The father of schoolgirl Molly Russell said he hopes the coroner’s conclusions will be an “important step in bringing about much-needed change”.
Ian Russell said he wants social media to be “a place that prioritises the safety and wellbeing of young people over the money that can be made from them”.
He said his message to Instagram – and Facebook – boss Mark Zuckerberg would be a “simple” one, saying: “A simple message to Mark would be just to listen.
“Listen to the people that use his platform, listen to the conclusions the coroner gave at this inquest, and then do something about it.”
Asked if the family is considering legal action against social media companies following the coroner’s conclusion, Mr Russell said: “In terms of what’s been occupying our minds for the last five years, it’s been the inquest.
“It’s been at the forefront of our minds and any other action, legal action or other action has been very much at the back of our minds.”
During the inquest, Mr Russell told the court seeing the material the teenager accessed from the “ghetto of the online world” still affects him.
He said the material his daughter was exposed to on the internet is “hideous”, saying he was “definitely shocked how… readily available” it was on a public platform for people over the age of 13.
Speaking outside North London Coroner’s Court after coroner Andrew Walker’s conclusions, Mr Russell said: “In the last week, we’ve heard much about one tragic story – Molly’s story.
“Sadly, there are too many others similarly affected right now.
“At this point I just want to say however dark it seems, there is always hope.
“And if you’re struggling, please speak to someone you trust or one of the many wonderful support organisations rather than engage with online content that may be harmful.
“Please do what you can to live long and stay strong.
“I hope this will be an important step in bringing about change.”
Speaking at a later press conference, Mr Russell said: “We have heard a senior Meta executive describe this deadly stream of content the platform’s algorithms pushed to Molly as ‘safe’ and not contravening the platform’s policies.
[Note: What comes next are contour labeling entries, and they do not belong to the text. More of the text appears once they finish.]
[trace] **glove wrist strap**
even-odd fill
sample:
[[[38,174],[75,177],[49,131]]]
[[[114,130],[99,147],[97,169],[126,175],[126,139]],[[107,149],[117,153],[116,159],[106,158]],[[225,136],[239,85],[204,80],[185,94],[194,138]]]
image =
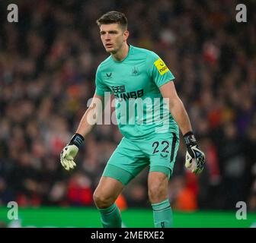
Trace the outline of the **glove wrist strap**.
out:
[[[197,144],[197,140],[194,135],[193,131],[187,132],[184,135],[184,138],[187,147],[190,147]]]
[[[78,148],[79,148],[81,147],[81,145],[82,144],[83,141],[85,140],[85,138],[83,136],[82,136],[79,134],[75,134],[73,135],[73,137],[72,137],[69,145],[75,145]]]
“If this demented trail of life-sucking content was safe, my daughter Molly would probably still be alive and instead of being a bereaved family of four, there would be five of us looking forward to a life full of purpose and promise that lay ahead for our adorable Molly.
“It’s time the toxic corporate culture at the heart of the world’s biggest social media platform changed.
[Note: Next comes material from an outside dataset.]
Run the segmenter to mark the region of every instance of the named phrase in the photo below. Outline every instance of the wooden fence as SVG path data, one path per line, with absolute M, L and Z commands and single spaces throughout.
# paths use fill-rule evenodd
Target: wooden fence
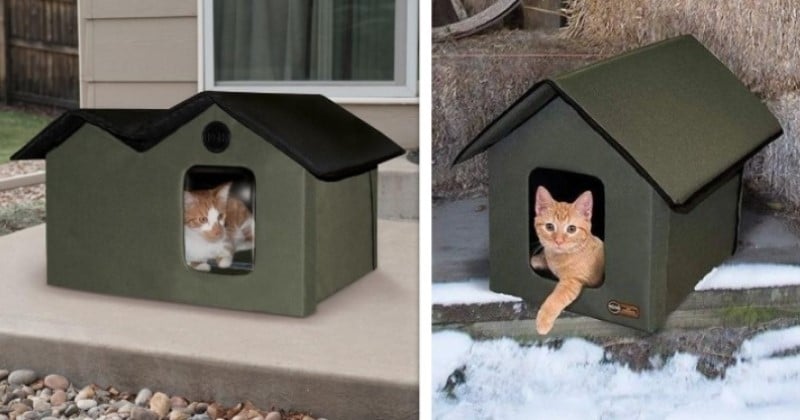
M 0 0 L 0 98 L 78 107 L 77 0 Z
“It’s time for the Government’s Online Safety Bill to urgently deliver its long-promised legislation.
“It’s time to protect our innocent young people instead of allowing platforms to prioritise their profits by monetising their misery.”
Mr Russell continued: “For the first time today, tech platforms have been formally held responsible for the death of a child.
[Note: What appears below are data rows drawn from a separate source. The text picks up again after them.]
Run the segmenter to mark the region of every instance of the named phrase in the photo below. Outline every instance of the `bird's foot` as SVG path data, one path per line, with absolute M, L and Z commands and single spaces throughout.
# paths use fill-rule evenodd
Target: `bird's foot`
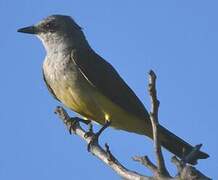
M 99 139 L 99 136 L 101 135 L 101 133 L 111 125 L 111 121 L 106 121 L 106 123 L 103 125 L 103 127 L 97 132 L 97 133 L 93 133 L 92 132 L 92 138 L 91 140 L 89 141 L 88 143 L 88 146 L 87 146 L 87 150 L 90 152 L 90 149 L 91 149 L 91 146 L 93 144 L 97 144 L 98 143 L 98 139 Z
M 84 124 L 89 124 L 91 121 L 90 120 L 84 120 L 79 117 L 71 117 L 67 123 L 70 124 L 69 128 L 69 133 L 72 134 L 76 130 L 77 125 L 82 122 Z
M 94 135 L 94 132 L 93 132 L 93 125 L 92 125 L 92 122 L 90 121 L 89 124 L 88 124 L 88 132 L 86 132 L 84 134 L 84 137 L 85 138 L 88 138 L 88 137 L 91 137 Z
“In the future, we as a family hope that any other social media companies called upon to assist an inquest follow the example of Pinterest, who have taken steps to learn lessons and have engaged sincerely and respectfully with the inquest process.
“We hope that the scrutiny this case has received will help prevent similar deaths encouraged by the disturbing content that is still to this day available on social media platforms, including those run by Meta.”
Mr Russell added: “I hope the data gathered may prove useful beyond this courtroom and continue to help create a safer web.
“For Molly’s sake … let’s make the online world a place that prioritises the safety and wellbeing of young people over the money that can be made from them.
“And for anyone struggling I will say again, please reach out to real people who can help. Please don’t forget, there’s always hope.”